It was a year ago that North Korea claimed to have launched its first intercontinental ballistic missile (ICBM).
The North’s state-run Korean Central News Agency said the Hwasong-14 missile was capable of hitting the “heart of the United States” with “large heavy nuclear warheads”. Kim Jong-un was said to have called it a Fourth of July gift to the US.
Since then Washington and Pyongyang have been involved in 12 months that have involved military threats over nuclear weapons, the type of rhetoric more befitting of a school playground, and finally some progress towards substantial talks.
In the lead-up to the unprecedented summit between Donald Trump and the North Korean leader in Singapore on 12 June – and in the weeks afterwards – the US president has sought to paint a picture of a problem solved. Indeed this week Mr Trump tweeted that talks were “going well,” and “All Asia is thrilled”.
“If not for me, we would now be at War with North Korea!” He added.
The reality is that there is still a long way to go. A number of recent reports have suggested US intelligence officials believe Pyongyang will not denuclearise and will instead look to hide and move nuclear assets. A Defence Intelligence Agency estimate, reported by The Washington Post, that North Korea will look to deceive the US about the scope of its nuclear programmes.
Then there is the appearance of satellite imagery suggesting that North Korea is expanding an important factory for producing solid-fuel motors for its nuclear-armed missiles.
According to a report from experts at the Middlebury Institute of International Studies at Monterey, the images show the engine factory expansion is taking place at the Chemical Material Institute in Hamhung. The reason solid-fuel engines are important is that they require a relatively short time to prepare for launch, and with a smaller coterie of support vehicles they are much harder to spot being moved around.
Those two assessments are at odds with Mr Trump’s current statements. And while there is something to be said for trying to push on with the talks – indeed that is how the summit came to fruition leading to a commitment to “work towards the denuclearisation of the Korean Peninsula” the bravado could lead to a fall.
Critics hit out at the vague nature of that nuclear commitment after the Singapore summit, and much of the work is still to do. If the summit produced an agreement to aspire to, the hard yards start now.
It appears that Mr Kim and Pyongyang are not against making moves – the basketball games taking place this week between North and South Korea prove that, but it appears Washington is open to softening their “all or nothing” approach to denuclearisation with little sign of a breakthrough yet.

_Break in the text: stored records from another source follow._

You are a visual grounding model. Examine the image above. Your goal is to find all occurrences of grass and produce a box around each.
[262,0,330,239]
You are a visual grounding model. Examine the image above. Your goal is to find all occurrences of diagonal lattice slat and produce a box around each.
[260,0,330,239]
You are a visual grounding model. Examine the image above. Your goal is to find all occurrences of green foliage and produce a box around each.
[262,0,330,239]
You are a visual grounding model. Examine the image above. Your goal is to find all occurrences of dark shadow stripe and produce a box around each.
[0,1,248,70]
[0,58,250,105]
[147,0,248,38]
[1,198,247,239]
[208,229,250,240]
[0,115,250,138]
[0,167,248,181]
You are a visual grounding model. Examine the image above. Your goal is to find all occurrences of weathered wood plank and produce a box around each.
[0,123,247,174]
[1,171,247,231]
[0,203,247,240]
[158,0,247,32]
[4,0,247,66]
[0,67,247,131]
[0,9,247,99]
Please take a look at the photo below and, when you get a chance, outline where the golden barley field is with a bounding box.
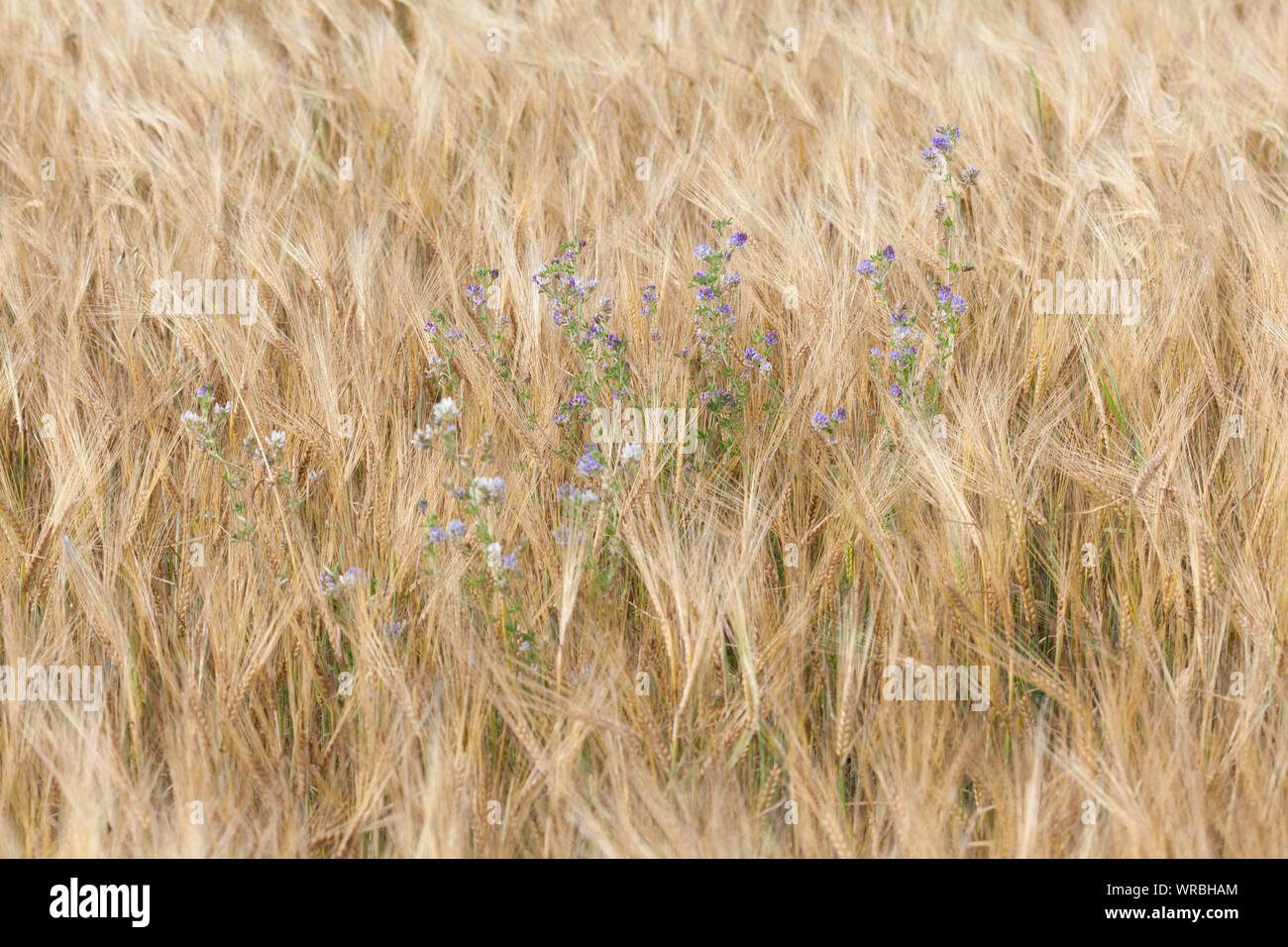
[0,0,1288,858]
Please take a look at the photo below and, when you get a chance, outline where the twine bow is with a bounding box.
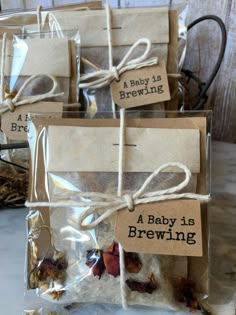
[79,38,158,89]
[0,74,64,114]
[26,162,210,230]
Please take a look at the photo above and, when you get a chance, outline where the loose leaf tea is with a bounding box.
[26,117,210,313]
[126,274,158,294]
[103,242,120,277]
[86,249,105,279]
[125,253,143,273]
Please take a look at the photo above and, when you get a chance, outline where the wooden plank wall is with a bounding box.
[2,0,236,143]
[185,0,236,142]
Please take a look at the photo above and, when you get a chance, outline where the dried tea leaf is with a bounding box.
[49,290,65,301]
[125,252,143,273]
[103,242,120,277]
[86,249,105,279]
[174,278,200,312]
[126,274,158,294]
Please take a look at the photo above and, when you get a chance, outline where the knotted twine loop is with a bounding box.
[79,38,158,89]
[26,162,210,230]
[0,74,64,114]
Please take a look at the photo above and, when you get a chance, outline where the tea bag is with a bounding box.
[25,111,210,309]
[49,8,181,117]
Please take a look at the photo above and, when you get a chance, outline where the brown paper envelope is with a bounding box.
[28,117,208,293]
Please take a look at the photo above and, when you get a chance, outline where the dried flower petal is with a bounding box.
[174,278,199,312]
[125,253,143,273]
[103,242,120,277]
[126,274,158,294]
[86,249,105,279]
[49,290,65,301]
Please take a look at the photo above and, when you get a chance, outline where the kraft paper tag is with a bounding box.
[111,61,170,108]
[0,38,71,78]
[48,7,169,47]
[1,102,63,140]
[46,126,200,173]
[115,200,202,256]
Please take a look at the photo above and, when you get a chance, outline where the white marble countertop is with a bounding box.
[0,142,236,315]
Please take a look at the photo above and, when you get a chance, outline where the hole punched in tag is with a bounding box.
[113,143,137,147]
[103,26,122,31]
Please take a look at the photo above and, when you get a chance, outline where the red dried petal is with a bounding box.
[125,253,143,273]
[86,249,105,279]
[174,278,199,312]
[126,274,158,294]
[103,242,120,277]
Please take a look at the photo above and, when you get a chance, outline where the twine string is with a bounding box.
[0,74,64,114]
[79,38,158,89]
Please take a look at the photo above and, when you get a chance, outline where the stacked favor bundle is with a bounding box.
[0,1,214,315]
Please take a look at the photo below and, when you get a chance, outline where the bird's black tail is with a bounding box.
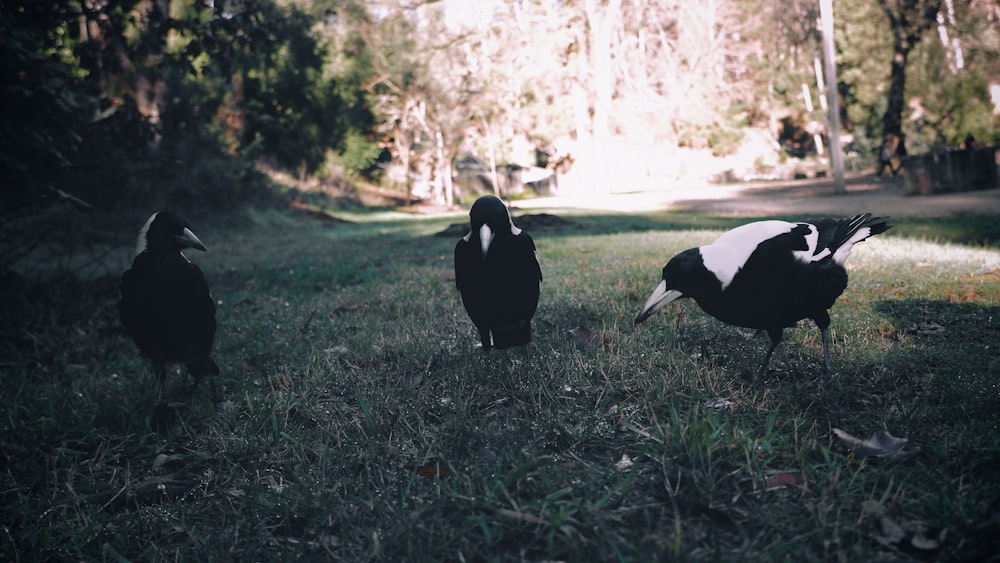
[493,323,531,348]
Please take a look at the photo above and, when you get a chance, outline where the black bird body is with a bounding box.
[455,196,542,350]
[635,214,889,373]
[118,211,219,404]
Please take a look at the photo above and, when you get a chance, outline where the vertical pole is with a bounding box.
[819,0,847,194]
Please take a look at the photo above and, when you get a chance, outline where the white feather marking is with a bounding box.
[479,225,496,260]
[698,221,796,290]
[833,227,872,266]
[792,223,830,264]
[133,211,160,258]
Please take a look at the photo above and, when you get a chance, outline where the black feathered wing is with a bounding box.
[455,231,542,348]
[119,253,218,368]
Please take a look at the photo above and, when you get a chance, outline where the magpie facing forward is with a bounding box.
[635,213,890,374]
[455,195,542,350]
[118,211,219,406]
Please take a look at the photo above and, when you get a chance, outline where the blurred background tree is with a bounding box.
[0,0,1000,227]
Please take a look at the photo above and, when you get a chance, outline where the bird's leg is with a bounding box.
[757,328,785,378]
[813,311,831,375]
[153,362,167,405]
[476,326,493,352]
[819,328,831,375]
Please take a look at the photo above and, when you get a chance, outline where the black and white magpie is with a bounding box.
[455,195,542,350]
[118,211,219,406]
[635,213,890,374]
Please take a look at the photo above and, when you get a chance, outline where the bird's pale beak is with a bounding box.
[479,225,495,260]
[632,281,684,324]
[176,229,208,252]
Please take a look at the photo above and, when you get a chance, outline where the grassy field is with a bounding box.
[0,211,1000,561]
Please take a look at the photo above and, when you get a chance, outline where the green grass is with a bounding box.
[0,212,1000,561]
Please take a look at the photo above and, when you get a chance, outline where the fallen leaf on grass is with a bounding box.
[862,500,947,552]
[568,326,601,348]
[615,454,634,471]
[833,428,920,461]
[704,397,736,409]
[764,471,805,491]
[904,321,944,336]
[417,463,449,479]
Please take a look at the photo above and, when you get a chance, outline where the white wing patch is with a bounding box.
[698,221,796,290]
[133,211,160,258]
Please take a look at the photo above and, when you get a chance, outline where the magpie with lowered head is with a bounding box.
[635,213,890,375]
[118,211,219,406]
[455,195,542,350]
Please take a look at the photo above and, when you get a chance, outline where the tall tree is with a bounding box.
[878,0,941,139]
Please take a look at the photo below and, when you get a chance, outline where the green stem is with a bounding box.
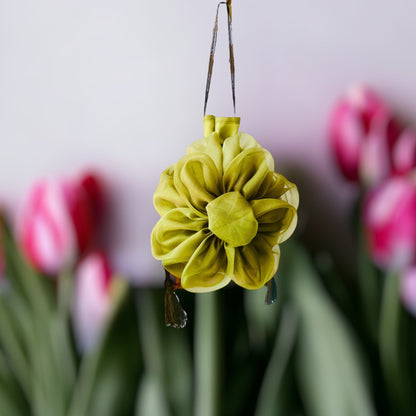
[194,292,220,416]
[379,273,408,415]
[358,222,380,343]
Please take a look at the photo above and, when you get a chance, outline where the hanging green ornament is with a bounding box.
[151,2,299,327]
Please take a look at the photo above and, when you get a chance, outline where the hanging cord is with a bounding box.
[204,0,235,115]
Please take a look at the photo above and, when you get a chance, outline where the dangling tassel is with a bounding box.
[165,270,188,328]
[264,277,277,305]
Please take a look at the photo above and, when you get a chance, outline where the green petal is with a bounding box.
[181,234,231,292]
[186,133,222,176]
[259,173,299,209]
[223,148,270,200]
[223,133,274,171]
[251,199,298,244]
[151,208,209,265]
[173,153,222,215]
[203,116,240,144]
[153,165,186,217]
[232,234,280,289]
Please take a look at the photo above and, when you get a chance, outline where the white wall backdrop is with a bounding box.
[0,0,416,282]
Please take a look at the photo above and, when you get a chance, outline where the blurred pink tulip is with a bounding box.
[19,174,103,275]
[363,176,416,270]
[73,252,112,351]
[393,129,416,175]
[329,86,400,184]
[0,229,5,278]
[400,266,416,317]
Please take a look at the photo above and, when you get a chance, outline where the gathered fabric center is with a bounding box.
[206,192,258,247]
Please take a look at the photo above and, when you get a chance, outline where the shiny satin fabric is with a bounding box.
[151,116,299,292]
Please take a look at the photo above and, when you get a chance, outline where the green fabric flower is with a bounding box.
[151,116,299,292]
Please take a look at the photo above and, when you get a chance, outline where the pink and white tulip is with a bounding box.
[393,129,416,175]
[329,86,400,184]
[73,252,113,351]
[18,173,103,275]
[363,176,416,270]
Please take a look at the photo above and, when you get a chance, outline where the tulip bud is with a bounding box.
[400,266,416,317]
[78,172,105,224]
[329,87,397,182]
[73,252,113,351]
[19,179,96,275]
[360,115,401,187]
[363,177,416,270]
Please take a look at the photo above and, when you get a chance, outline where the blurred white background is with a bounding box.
[0,0,416,282]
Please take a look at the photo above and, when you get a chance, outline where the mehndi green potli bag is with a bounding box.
[151,1,299,327]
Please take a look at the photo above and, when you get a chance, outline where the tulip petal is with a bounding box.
[153,165,186,217]
[232,234,280,289]
[251,199,297,244]
[181,234,231,292]
[173,153,222,215]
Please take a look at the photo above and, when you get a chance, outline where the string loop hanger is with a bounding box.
[204,0,235,115]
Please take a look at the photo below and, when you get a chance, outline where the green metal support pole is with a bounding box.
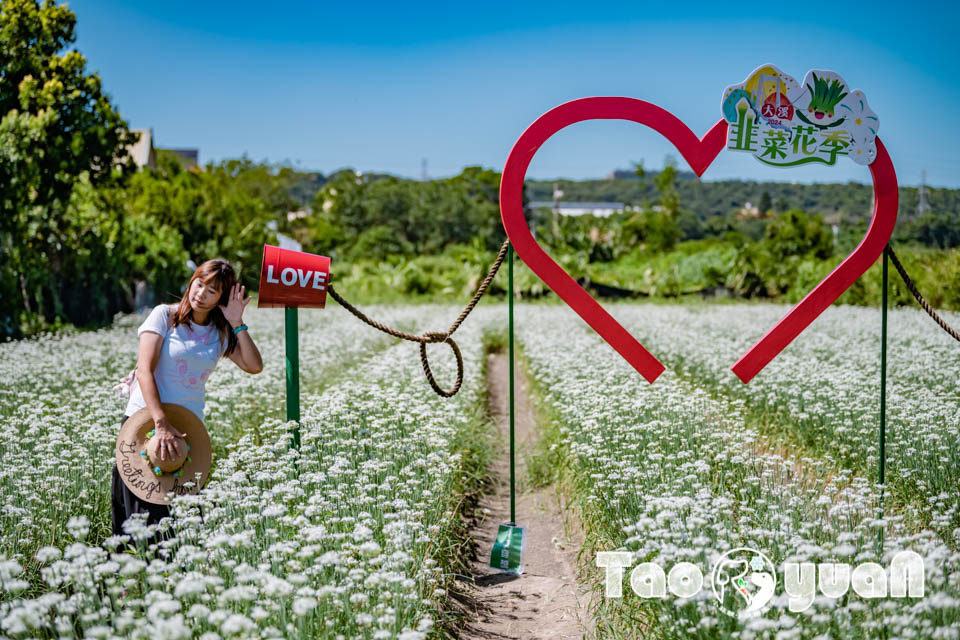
[284,307,300,450]
[878,247,888,553]
[507,245,517,524]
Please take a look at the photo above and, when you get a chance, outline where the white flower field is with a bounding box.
[0,304,960,640]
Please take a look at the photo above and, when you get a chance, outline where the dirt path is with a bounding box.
[460,354,592,640]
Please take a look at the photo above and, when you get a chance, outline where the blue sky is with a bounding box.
[70,0,960,187]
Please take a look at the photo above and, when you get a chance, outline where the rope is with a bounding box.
[884,245,960,341]
[327,240,510,398]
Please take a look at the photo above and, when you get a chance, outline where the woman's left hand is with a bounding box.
[219,283,252,329]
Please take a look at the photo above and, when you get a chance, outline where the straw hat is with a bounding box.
[115,402,211,504]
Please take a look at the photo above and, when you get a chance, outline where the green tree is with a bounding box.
[757,191,773,214]
[0,0,135,333]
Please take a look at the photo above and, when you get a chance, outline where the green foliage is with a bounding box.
[126,153,297,289]
[0,0,134,338]
[297,167,504,260]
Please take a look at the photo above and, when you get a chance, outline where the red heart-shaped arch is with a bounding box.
[500,97,898,382]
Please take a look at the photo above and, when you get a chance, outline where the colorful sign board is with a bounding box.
[490,523,526,575]
[257,244,330,309]
[721,64,880,167]
[500,75,899,382]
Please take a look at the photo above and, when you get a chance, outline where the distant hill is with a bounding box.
[290,169,960,223]
[526,170,960,222]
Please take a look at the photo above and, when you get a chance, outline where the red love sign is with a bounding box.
[257,244,330,309]
[500,97,898,382]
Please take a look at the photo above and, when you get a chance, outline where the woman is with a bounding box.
[111,259,263,535]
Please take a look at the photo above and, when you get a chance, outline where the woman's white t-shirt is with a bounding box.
[124,304,227,420]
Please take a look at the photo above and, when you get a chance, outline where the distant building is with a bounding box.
[127,129,200,169]
[530,201,626,218]
[127,129,157,169]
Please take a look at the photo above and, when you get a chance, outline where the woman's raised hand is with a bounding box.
[219,283,251,329]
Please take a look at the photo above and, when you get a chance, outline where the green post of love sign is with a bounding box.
[490,523,524,575]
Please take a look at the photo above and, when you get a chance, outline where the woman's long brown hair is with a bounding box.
[172,258,237,356]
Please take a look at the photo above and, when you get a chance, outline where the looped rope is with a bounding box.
[327,240,510,398]
[884,245,960,341]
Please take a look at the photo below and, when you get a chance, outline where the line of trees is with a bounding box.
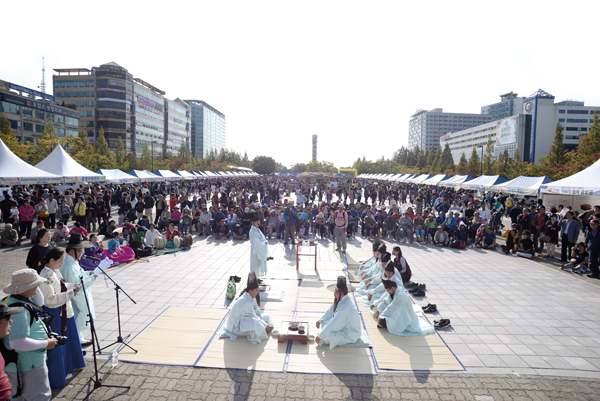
[352,112,600,180]
[0,118,285,177]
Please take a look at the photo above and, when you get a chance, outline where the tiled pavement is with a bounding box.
[0,216,600,400]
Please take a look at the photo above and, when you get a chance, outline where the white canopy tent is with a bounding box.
[0,139,63,185]
[35,145,106,183]
[490,176,552,196]
[96,169,141,184]
[175,170,196,180]
[129,170,165,182]
[541,160,600,196]
[422,174,450,187]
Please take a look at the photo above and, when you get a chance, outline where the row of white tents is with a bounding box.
[0,140,258,185]
[357,160,600,197]
[358,174,552,196]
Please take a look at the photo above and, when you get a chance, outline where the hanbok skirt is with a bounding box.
[43,306,85,388]
[102,246,135,263]
[79,253,119,271]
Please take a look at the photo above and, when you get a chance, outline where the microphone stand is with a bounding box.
[79,276,131,400]
[86,261,137,354]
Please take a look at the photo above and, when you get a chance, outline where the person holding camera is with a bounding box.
[59,233,96,348]
[40,248,85,388]
[2,268,58,401]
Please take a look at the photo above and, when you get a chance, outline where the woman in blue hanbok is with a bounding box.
[60,233,96,346]
[315,276,362,349]
[375,280,435,336]
[40,248,85,388]
[248,213,270,277]
[219,273,274,344]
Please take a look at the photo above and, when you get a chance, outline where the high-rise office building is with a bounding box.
[184,100,226,158]
[408,108,492,150]
[53,62,190,157]
[481,91,525,121]
[0,80,79,143]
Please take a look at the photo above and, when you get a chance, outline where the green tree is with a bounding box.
[483,137,494,175]
[543,123,565,167]
[114,137,126,166]
[456,152,469,175]
[28,119,71,165]
[0,117,27,161]
[467,147,481,177]
[252,156,277,174]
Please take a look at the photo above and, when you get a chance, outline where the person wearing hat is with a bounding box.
[219,273,274,344]
[0,302,23,400]
[433,226,450,246]
[585,219,600,279]
[315,276,362,349]
[248,213,271,277]
[375,280,435,336]
[367,253,404,313]
[40,248,85,388]
[333,205,348,253]
[2,269,58,400]
[59,234,96,347]
[0,223,21,247]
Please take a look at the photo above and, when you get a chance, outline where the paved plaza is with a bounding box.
[0,228,600,401]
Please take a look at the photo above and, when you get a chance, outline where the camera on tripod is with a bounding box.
[48,332,67,345]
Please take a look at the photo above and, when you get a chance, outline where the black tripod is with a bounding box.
[80,277,131,400]
[95,263,137,354]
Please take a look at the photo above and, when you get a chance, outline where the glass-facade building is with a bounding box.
[53,62,191,158]
[0,80,79,143]
[185,100,226,158]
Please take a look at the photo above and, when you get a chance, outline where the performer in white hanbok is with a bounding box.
[358,241,381,272]
[219,273,274,344]
[375,280,435,336]
[59,233,96,347]
[249,214,270,277]
[315,276,362,349]
[367,258,403,313]
[358,247,392,296]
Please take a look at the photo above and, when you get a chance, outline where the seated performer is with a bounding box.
[375,280,435,336]
[358,241,381,271]
[315,276,362,349]
[367,253,403,311]
[219,273,274,344]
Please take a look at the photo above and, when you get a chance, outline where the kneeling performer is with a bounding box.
[375,280,435,336]
[219,273,273,344]
[315,276,362,349]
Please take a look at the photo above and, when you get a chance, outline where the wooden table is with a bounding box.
[277,322,308,345]
[296,242,318,271]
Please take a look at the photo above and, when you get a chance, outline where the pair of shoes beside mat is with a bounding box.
[433,319,450,330]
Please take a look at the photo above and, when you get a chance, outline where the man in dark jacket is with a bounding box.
[585,219,600,279]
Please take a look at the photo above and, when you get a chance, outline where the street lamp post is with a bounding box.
[477,145,483,175]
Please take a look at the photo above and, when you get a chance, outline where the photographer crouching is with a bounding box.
[0,269,58,401]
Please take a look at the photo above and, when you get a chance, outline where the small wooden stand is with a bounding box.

US Secretary of State Mike Pompeo will travel to North Korea later this week hoping to agree a roadmap for its nuclear disarmament.
Mr Pompeo will spend a day and a half in North Korea on Friday and Saturday on what will be his third trip to the country this year, and his first since the Singapore summit.
It will be Mr Pompeo’s first overnight stop in the country, as Washington looks to make headway – particularly with Mr Pompeo and Mr Trump’s National Security Adviser John Bolton suggesting disarmament could come within a year or certainly by the end of Mr Trump’s term in office.
Mr Trump’s administration has previously demanded that North Korea agree to abandon its entire nuclear program before it could expect any relief from tough international sanctions. Ahead of the Singapore summit, Mr Pompeo said Trump would reject anything short of “complete, verifiable and irreversible denuclearisation.”
But following talks on Sunday between US envoy Sung Kim and North Korean counterparts to set up Mr Pompeo’s latest Pyongyang visit, the wording from the State Department had changed.
It says pressure will remain until North Korea denuclearises, but in statements this week, has redefined the US goal as “the final, fully verified denuclearisation of (North Korea) as agreed to by Chairman Kim.”
The softening of that approach may have come from talking to South Korea, who are involved in peace talks with their neighbours themselves. It is likely a realisation that a hardline approach could lead to the quick breakdown of momentum. Mr Pompeo will head from North Korea to Tokyo, where he will meet with South Korean and Japanese leadership as Washington looks to reassure regional allies of its stance and plans.
China and Russia, the biggest allies North Korea has in the international community, will also be easier to keep to deal with using step-by-step talks, which could bring step-by-step successes. The pair would need to be behind any larger deal, even if they did not say so publicly.
Whatever the outcome of the next round of talks, Mr Trump’s public brashness about the state of negotiations will not tell the whole picture about the fate of North Korea’s nuclear weapons programme. Serious and delicate negotiations will be the only way ahead.